Sì, secondo Mauro Sandrini e Ilaria Vaglini, autori del metodo del Dialogo Incorpo e dell’omonimo libro (edito da Homeless Book). Mauro è ideatore del metodo Eliminare il Caos in Classe ed è insegnante nella scuola secondaria di secondo grado; Ilaria è filosofa, professoressa presso l’Università di Pisa e docente del Master in Meditazione e Neuroscienze nello stesso ateneo. L’idea dei due autori affonda le proprie radici nelle pratiche contemplative, dove l’ascolto si prende il tempo che occorre e raggiunge insolite profondità. Nel metodo del Dialogo Incorpo, che concentra l’attenzione sull’interlocuzione tra due persone, l’ingrediente del sentire le parole dell’altro è imprescindibile, ma c’è di più.
Tra i dialoganti si stringe un patto, un accordo di valore: per un tempo stabilito, ad esempio cinque minuti, chi parla non deve essere interrotto per nessuna ragione. Chi ascolta deve resistere alla tentazione di inserirsi tra le parole di chi sta parlando. Anche se questi inciampasse, rallentasse o facesse una pausa lunga. L’accordo è chiaro: chi ascolta… ascolta!
Chi ascolta resta nel flusso, più o meno veloce, di chi ha di fronte. Nell’eventualità, assapora anche momenti di stallo, apparenti capolinea. Certamente apprezza (o no) le parole che ode, ma soprattutto rimane, per tutto il tempo previsto dall’accordo, anche in ascolto di sé: sente come si depositano le parole dell’altro nel proprio corpo e quali emozioni evocano.
È una pratica che può sembrare difficile. Nella quotidianità, anche professionale, non siamo avvezzi a questo tipo di prestazione attentiva; eppure può svelare una ricchezza inedita.

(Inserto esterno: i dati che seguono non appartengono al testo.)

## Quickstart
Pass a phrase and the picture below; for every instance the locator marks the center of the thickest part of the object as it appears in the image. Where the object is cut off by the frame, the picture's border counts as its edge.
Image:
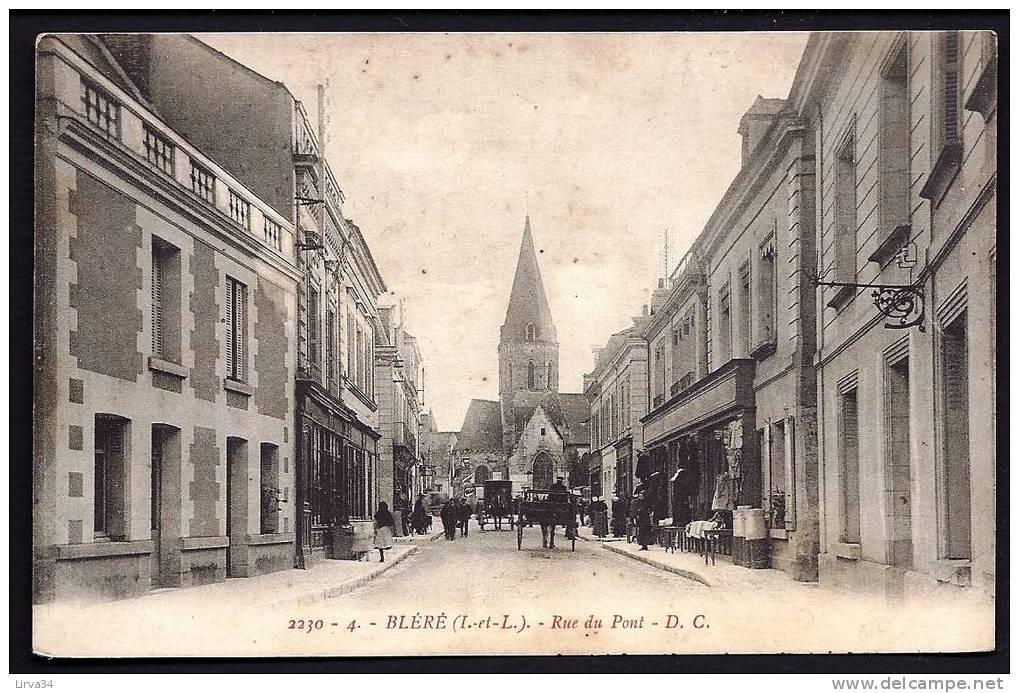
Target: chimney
(659, 295)
(755, 123)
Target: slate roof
(528, 303)
(482, 429)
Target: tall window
(849, 458)
(767, 287)
(897, 465)
(236, 329)
(269, 478)
(947, 112)
(845, 213)
(158, 292)
(165, 301)
(101, 109)
(955, 449)
(314, 344)
(725, 336)
(894, 150)
(330, 345)
(351, 356)
(746, 317)
(110, 459)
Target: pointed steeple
(528, 308)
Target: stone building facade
(905, 128)
(617, 391)
(273, 145)
(730, 352)
(165, 313)
(491, 443)
(397, 381)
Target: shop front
(702, 470)
(336, 459)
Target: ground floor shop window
(955, 449)
(111, 459)
(271, 493)
(897, 465)
(849, 458)
(772, 450)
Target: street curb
(690, 575)
(343, 587)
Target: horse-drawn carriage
(496, 504)
(547, 509)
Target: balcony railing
(103, 107)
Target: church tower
(529, 348)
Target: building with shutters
(905, 130)
(273, 143)
(165, 314)
(398, 375)
(491, 443)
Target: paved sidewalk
(722, 575)
(285, 588)
(419, 538)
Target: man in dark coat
(448, 517)
(464, 517)
(643, 517)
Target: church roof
(528, 304)
(569, 412)
(482, 429)
(575, 415)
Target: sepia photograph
(506, 342)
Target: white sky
(442, 142)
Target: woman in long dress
(384, 525)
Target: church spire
(528, 316)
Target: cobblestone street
(480, 594)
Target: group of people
(638, 509)
(456, 514)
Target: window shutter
(239, 329)
(951, 88)
(157, 304)
(230, 290)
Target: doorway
(236, 505)
(542, 471)
(165, 505)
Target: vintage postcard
(433, 343)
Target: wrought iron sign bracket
(903, 304)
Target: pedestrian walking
(419, 517)
(448, 517)
(384, 525)
(643, 515)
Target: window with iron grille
(240, 210)
(101, 109)
(947, 114)
(204, 183)
(236, 328)
(273, 233)
(158, 151)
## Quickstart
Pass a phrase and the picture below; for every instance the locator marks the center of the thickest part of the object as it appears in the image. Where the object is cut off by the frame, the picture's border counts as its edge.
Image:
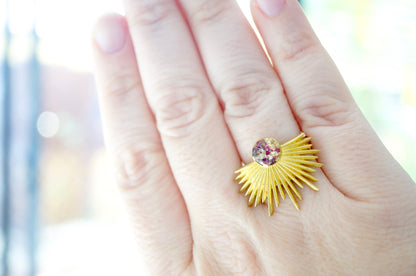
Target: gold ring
(276, 169)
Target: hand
(185, 92)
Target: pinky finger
(154, 203)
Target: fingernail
(271, 7)
(110, 34)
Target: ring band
(276, 169)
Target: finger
(189, 120)
(250, 91)
(153, 201)
(322, 102)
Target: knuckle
(324, 110)
(178, 108)
(243, 99)
(149, 12)
(208, 11)
(136, 166)
(297, 45)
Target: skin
(185, 95)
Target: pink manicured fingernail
(271, 7)
(110, 34)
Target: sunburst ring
(278, 170)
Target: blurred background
(60, 212)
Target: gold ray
(270, 198)
(290, 175)
(299, 172)
(288, 182)
(266, 187)
(275, 195)
(304, 162)
(254, 190)
(298, 166)
(278, 183)
(293, 168)
(304, 180)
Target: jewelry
(276, 168)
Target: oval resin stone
(266, 151)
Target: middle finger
(188, 117)
(250, 90)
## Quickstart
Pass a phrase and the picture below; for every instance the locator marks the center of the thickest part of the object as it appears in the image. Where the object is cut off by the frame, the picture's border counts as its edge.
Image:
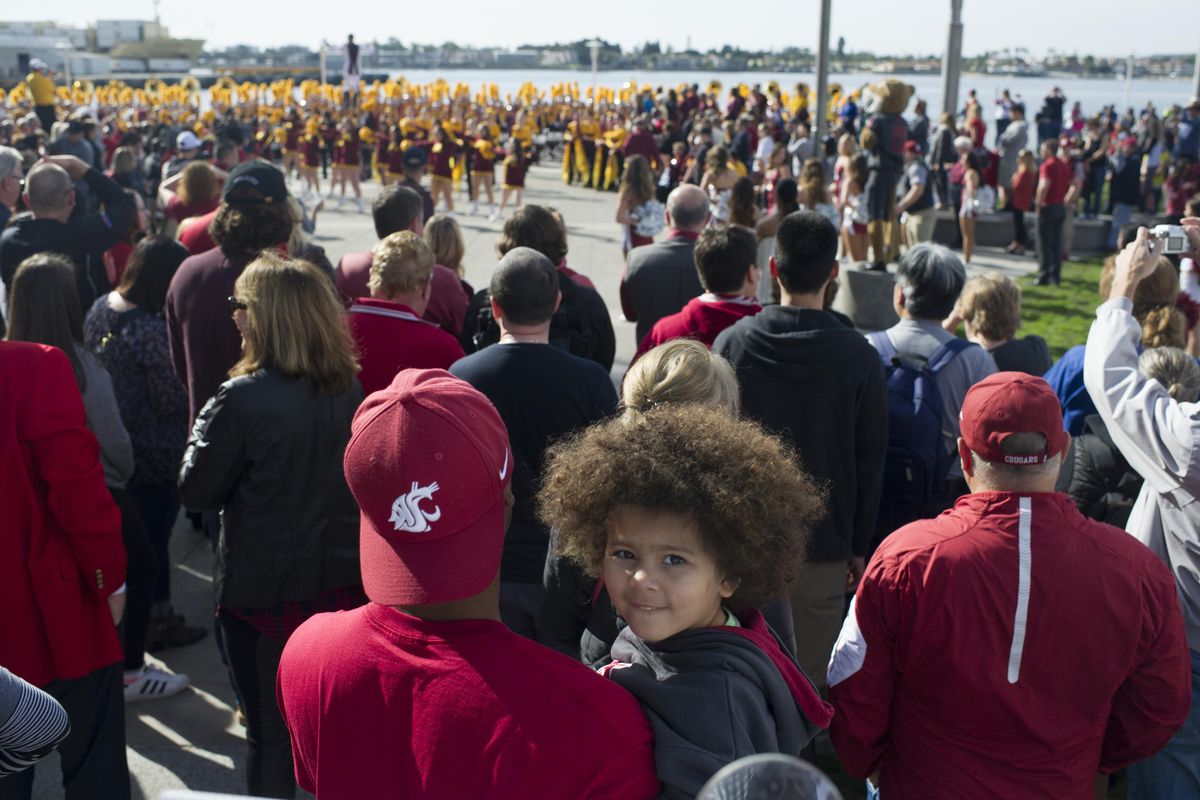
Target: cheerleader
(310, 162)
(483, 169)
(442, 154)
(293, 130)
(514, 175)
(347, 162)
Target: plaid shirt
(280, 621)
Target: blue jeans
(1121, 215)
(1174, 774)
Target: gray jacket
(1159, 438)
(715, 695)
(105, 420)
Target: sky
(913, 26)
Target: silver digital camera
(1169, 240)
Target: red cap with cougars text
(1007, 403)
(429, 462)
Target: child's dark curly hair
(743, 487)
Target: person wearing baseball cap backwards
(253, 216)
(1009, 648)
(424, 692)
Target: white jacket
(1159, 438)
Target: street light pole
(1195, 78)
(821, 109)
(594, 46)
(952, 62)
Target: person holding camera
(1158, 435)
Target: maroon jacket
(701, 319)
(60, 530)
(448, 299)
(1008, 648)
(204, 342)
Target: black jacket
(267, 451)
(820, 386)
(83, 239)
(1098, 477)
(581, 325)
(715, 695)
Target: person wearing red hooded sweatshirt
(726, 263)
(63, 576)
(1009, 648)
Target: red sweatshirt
(1008, 648)
(702, 319)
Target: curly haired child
(693, 518)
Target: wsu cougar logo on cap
(407, 512)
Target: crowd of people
(441, 528)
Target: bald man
(661, 278)
(55, 227)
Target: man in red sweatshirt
(726, 262)
(1009, 648)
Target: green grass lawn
(1062, 314)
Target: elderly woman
(1159, 437)
(990, 312)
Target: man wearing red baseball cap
(1009, 648)
(424, 692)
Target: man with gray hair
(543, 394)
(660, 278)
(53, 227)
(929, 280)
(1009, 648)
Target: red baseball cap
(1007, 403)
(429, 462)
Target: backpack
(918, 459)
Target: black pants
(139, 577)
(1019, 234)
(255, 660)
(1050, 220)
(94, 765)
(159, 506)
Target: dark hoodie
(715, 695)
(820, 386)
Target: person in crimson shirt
(204, 343)
(641, 143)
(64, 569)
(726, 260)
(387, 326)
(424, 692)
(399, 208)
(1054, 179)
(963, 669)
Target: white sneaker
(151, 684)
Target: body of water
(1091, 92)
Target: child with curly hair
(667, 509)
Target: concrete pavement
(192, 740)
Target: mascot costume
(883, 138)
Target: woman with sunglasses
(267, 451)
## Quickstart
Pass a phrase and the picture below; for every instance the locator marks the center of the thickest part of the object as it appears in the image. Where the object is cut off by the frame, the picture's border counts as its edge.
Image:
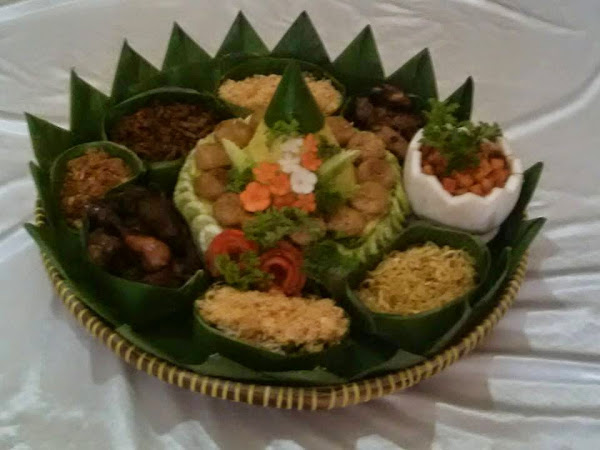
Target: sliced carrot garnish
(256, 197)
(310, 143)
(281, 201)
(266, 171)
(306, 202)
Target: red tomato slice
(284, 263)
(230, 242)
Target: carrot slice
(497, 163)
(449, 184)
(476, 189)
(256, 197)
(266, 171)
(306, 202)
(281, 201)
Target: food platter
(245, 226)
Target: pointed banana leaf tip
(293, 101)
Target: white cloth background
(534, 384)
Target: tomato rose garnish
(284, 263)
(229, 242)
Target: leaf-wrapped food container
(163, 173)
(418, 333)
(256, 357)
(59, 167)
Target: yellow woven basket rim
(287, 397)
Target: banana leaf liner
(182, 49)
(255, 357)
(515, 224)
(135, 303)
(132, 69)
(270, 65)
(417, 78)
(418, 333)
(301, 41)
(240, 44)
(163, 173)
(199, 76)
(186, 65)
(140, 304)
(359, 66)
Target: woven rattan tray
(311, 398)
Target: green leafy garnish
(270, 227)
(243, 274)
(282, 128)
(326, 149)
(324, 259)
(327, 198)
(458, 141)
(238, 179)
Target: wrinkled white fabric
(534, 384)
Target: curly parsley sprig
(243, 274)
(458, 141)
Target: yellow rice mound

Per Sandrini e Vaglini, il Dialogo Incorpo permette di far emergere pienamente i pensieri dei dialoganti, soddisfacendo livelli più profondi di espressione e comprensione. Il metodo dà valore alla comunicazione a qualsiasi livello, dal tavolo di un consiglio d’amministrazione alla quotidianità più spicciola.
Come tutte le pratiche di ascolto, la bontà della proposta va verificata sul campo e valorizzata con l’esperienza. E, nel caso se ne apprezzasse l’efficacia, potrebbe diventare un’abitudine. Una buona abitudine sociale.
Allora potrebbe capitare che Lucilla e Gianpiero, salutandosi dopo un doveroso confronto, se ne tornino a casa assaporando la leggerezza di essersi compresi pienamente e di aver afferrato anche una parte del proprio pensiero che, fino a quel momento, se ne stava rannicchiato in un angolo della mente con un gran desiderio di essere riconosciuto.